CHICAGO (Reuters) - People who live in neighborhoods with safe sidewalks, ample parks, good public transportation and ready access to fresh fruits and vegetables are 38 percent less likely to develop diabetes than others, U.S. researchers said on Monday.
They said unlike a lot of other factors that influence diabetes, creating a healthy neighborhood is one thing policymakers can do to address the epidemic of diabetes, which costs the United States more than $116 billion in medical expenses each year.
An estimated 23.6 million people in the United States and 246 million people globally have diabetes.

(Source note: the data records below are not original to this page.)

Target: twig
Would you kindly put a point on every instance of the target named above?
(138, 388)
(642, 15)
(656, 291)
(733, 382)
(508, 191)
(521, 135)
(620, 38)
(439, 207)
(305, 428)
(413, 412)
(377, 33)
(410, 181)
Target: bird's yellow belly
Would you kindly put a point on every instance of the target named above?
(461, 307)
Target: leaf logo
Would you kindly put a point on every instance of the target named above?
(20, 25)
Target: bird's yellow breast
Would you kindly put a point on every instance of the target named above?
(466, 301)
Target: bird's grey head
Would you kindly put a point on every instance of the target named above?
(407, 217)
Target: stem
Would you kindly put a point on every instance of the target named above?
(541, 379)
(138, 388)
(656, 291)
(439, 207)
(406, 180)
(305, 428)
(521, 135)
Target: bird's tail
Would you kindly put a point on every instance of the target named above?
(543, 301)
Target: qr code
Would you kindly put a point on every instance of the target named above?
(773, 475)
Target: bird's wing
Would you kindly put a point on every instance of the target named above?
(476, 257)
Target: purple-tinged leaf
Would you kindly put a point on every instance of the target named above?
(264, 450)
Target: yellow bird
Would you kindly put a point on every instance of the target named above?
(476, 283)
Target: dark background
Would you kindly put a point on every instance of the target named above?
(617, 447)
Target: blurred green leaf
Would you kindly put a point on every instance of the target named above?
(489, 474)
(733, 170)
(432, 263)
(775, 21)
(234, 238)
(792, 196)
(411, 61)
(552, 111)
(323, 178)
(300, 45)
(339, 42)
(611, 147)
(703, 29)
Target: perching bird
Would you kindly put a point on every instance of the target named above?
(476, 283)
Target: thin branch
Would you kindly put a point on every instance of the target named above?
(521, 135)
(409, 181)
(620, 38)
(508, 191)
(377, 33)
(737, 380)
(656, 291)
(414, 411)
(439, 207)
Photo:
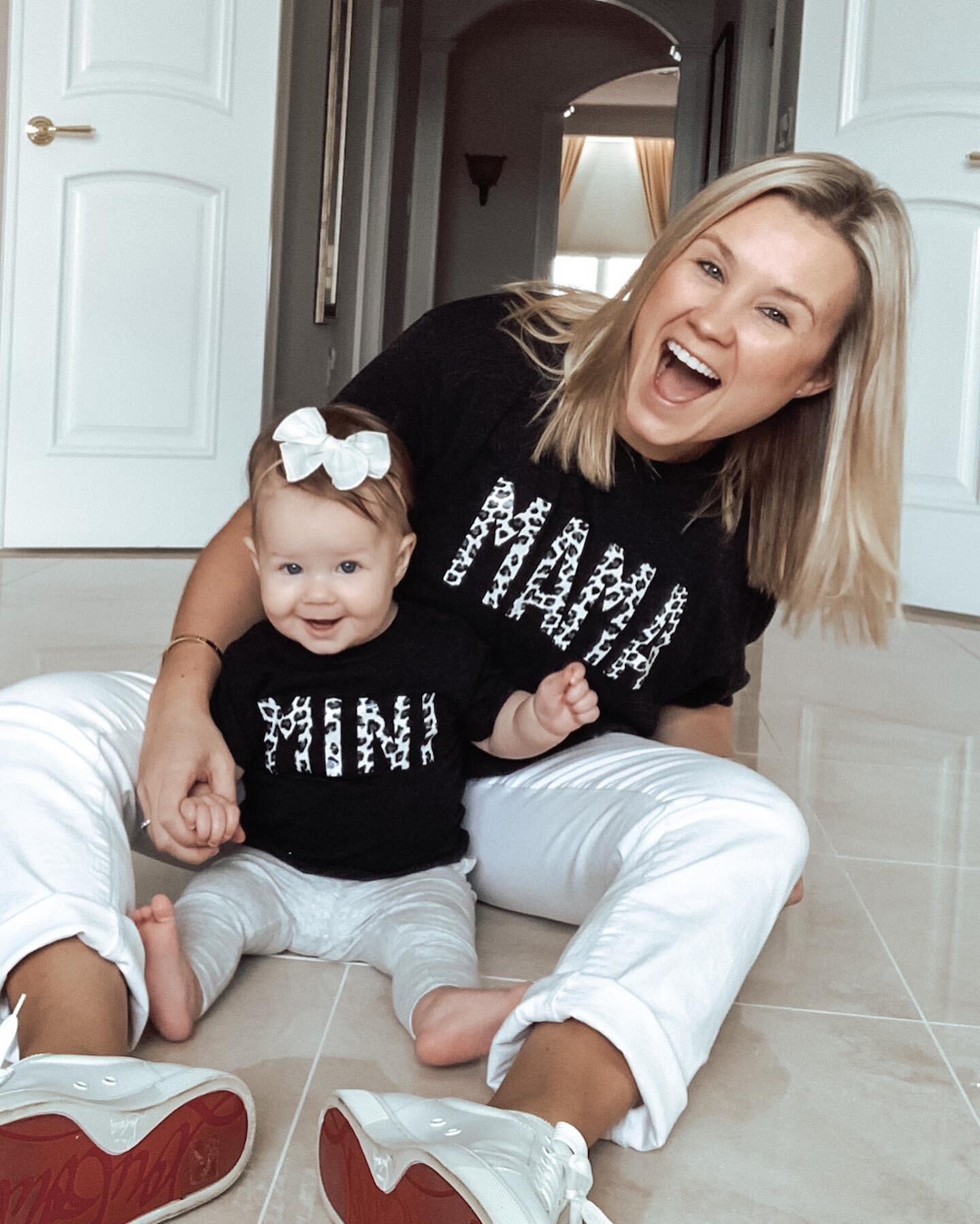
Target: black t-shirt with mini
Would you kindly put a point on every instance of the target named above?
(546, 567)
(355, 761)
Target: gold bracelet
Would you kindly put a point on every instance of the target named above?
(194, 637)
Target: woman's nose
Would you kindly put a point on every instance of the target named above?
(715, 320)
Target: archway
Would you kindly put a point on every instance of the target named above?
(511, 75)
(686, 22)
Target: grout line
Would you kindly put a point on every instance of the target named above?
(956, 642)
(909, 862)
(941, 1052)
(845, 1015)
(303, 1097)
(902, 977)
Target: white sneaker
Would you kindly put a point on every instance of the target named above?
(389, 1158)
(116, 1140)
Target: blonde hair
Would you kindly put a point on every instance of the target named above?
(822, 475)
(382, 501)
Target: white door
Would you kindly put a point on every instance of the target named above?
(903, 99)
(135, 267)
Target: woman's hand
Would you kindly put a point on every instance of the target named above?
(212, 818)
(182, 748)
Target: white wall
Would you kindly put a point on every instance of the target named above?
(506, 73)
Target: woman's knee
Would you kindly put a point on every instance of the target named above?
(734, 812)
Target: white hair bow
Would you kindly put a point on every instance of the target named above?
(306, 444)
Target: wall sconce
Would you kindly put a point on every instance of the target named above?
(484, 170)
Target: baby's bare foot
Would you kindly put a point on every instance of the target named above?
(173, 988)
(457, 1025)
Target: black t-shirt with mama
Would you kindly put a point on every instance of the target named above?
(546, 567)
(355, 761)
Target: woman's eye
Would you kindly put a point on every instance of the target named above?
(776, 315)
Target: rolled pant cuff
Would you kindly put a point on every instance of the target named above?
(63, 916)
(627, 1023)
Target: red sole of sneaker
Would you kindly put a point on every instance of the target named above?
(53, 1173)
(421, 1197)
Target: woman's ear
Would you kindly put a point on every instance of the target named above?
(404, 555)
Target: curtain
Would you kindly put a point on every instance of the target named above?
(571, 154)
(655, 158)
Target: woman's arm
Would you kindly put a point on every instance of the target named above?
(707, 730)
(182, 744)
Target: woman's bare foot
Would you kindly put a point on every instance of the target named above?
(176, 998)
(459, 1023)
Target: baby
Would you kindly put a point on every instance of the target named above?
(348, 715)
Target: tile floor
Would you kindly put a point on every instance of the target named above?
(845, 1082)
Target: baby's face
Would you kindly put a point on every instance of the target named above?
(325, 572)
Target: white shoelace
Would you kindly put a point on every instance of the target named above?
(564, 1174)
(9, 1032)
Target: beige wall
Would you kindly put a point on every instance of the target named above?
(506, 70)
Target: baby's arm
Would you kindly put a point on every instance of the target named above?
(211, 816)
(529, 724)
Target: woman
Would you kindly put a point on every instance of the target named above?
(637, 481)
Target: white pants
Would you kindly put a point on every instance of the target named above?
(418, 928)
(675, 864)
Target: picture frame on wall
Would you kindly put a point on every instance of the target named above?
(718, 148)
(335, 133)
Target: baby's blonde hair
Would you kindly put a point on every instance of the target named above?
(386, 499)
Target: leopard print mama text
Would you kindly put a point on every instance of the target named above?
(306, 737)
(551, 586)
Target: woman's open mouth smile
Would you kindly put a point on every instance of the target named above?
(681, 377)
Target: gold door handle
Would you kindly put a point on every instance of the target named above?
(42, 131)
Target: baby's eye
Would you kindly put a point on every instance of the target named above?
(776, 315)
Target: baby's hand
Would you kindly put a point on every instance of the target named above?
(212, 818)
(564, 701)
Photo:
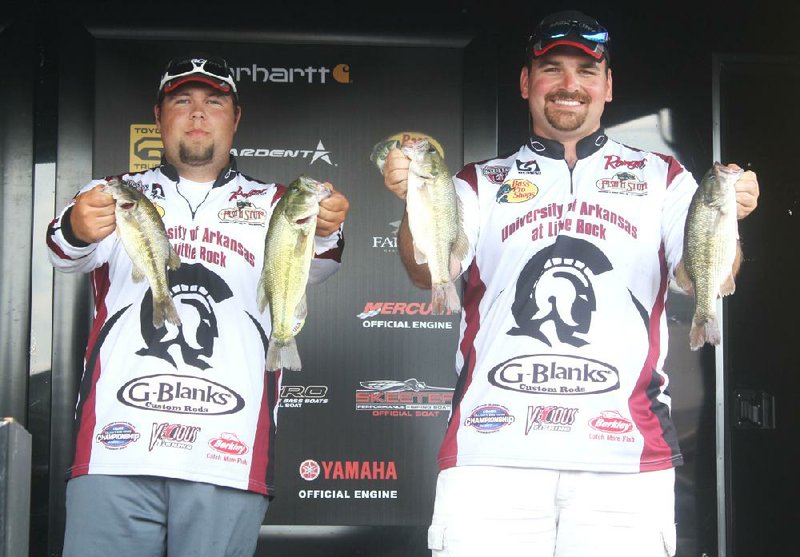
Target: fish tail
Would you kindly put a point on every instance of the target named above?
(704, 330)
(164, 310)
(444, 299)
(283, 356)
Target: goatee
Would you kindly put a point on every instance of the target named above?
(195, 157)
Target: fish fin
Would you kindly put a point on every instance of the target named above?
(137, 275)
(444, 299)
(419, 257)
(300, 313)
(283, 356)
(164, 310)
(728, 286)
(174, 260)
(682, 278)
(261, 295)
(704, 331)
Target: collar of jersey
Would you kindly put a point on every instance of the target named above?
(225, 175)
(554, 150)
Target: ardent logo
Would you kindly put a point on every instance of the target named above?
(180, 394)
(555, 374)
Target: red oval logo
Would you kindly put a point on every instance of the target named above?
(228, 443)
(611, 421)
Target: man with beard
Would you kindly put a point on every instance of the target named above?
(176, 428)
(560, 441)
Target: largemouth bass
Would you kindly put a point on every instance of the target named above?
(710, 249)
(288, 250)
(142, 233)
(434, 218)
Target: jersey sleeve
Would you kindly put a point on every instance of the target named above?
(67, 253)
(681, 186)
(327, 256)
(466, 186)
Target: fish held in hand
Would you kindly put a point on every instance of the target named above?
(288, 251)
(434, 218)
(144, 237)
(710, 249)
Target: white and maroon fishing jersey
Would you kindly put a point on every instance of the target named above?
(192, 402)
(564, 331)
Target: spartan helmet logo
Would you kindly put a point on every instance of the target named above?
(556, 286)
(196, 290)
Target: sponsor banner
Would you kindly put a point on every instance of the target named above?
(387, 243)
(289, 75)
(311, 470)
(409, 398)
(296, 396)
(389, 315)
(320, 153)
(145, 147)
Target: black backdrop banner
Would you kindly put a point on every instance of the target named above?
(360, 425)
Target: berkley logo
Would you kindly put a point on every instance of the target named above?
(611, 421)
(489, 418)
(517, 191)
(624, 183)
(555, 374)
(614, 161)
(495, 174)
(349, 470)
(228, 443)
(180, 394)
(244, 213)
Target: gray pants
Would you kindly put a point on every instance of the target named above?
(140, 516)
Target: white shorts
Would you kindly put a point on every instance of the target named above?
(521, 512)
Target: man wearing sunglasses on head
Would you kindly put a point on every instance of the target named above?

Most have type 2, the kind linked with a poor diet and lack of exercise.
“Altering our environments so that healthier behaviors and lifestyles can be easily chosen may be one of the key steps in arresting and reversing these epidemics,” Amy Auchincloss of Drexel University in Philadelphia, whose study appears in the Archives of Internal Medicine, said in a statement.
Auchincloss studied 2,285 adults age 45 to 84 from three different communities: Baltimore, Maryland; the Bronx neighborhood of New York and Forsyth County, North Carolina, who were initially examined between 2000 and 2002. They took blood sugar levels before the study and at three follow-up exams, and gathered information on physical activity, weight and diet.
They also measured neighborhood resources through a community survey that asked about whether it was easy to get healthy foods, or if it was pleasant or easy to walk in their neighborhood.
They defined neighborhoods as the area within a 20-minute walk or a mile from their homes.
In communities that offered more healthy resources — ranked by a combined score for opportunities for physical activity and healthy foods, people were 38 percent less likely to develop type 2 diabetes in five years than people who lived in less-healthy neighborhoods.
Several studies have found that lack of access to healthy foods in poor neighborhoods contributes to obesity. And a study last year published in the American Journal of Public Health, found that youth whose schools are located near a fast food outlet eat fewer fruits and vegetables, drink more soda and are more likely to be obese than students at other schools.
Although it is difficult to force an individual to make changes that alter their diabetes risk, it may be possible to lower the incidence of diabetes in a community by making neighborhood improvements, Dr. Mitchell Katz of the San Francisco Department of Public Health, said in a commentary.
“If we are to decrease the rates of type 2 diabetes, we need to change the environment in ways that make it easy for people to exercise and eat right as part of their daily routine,” Katz wrote.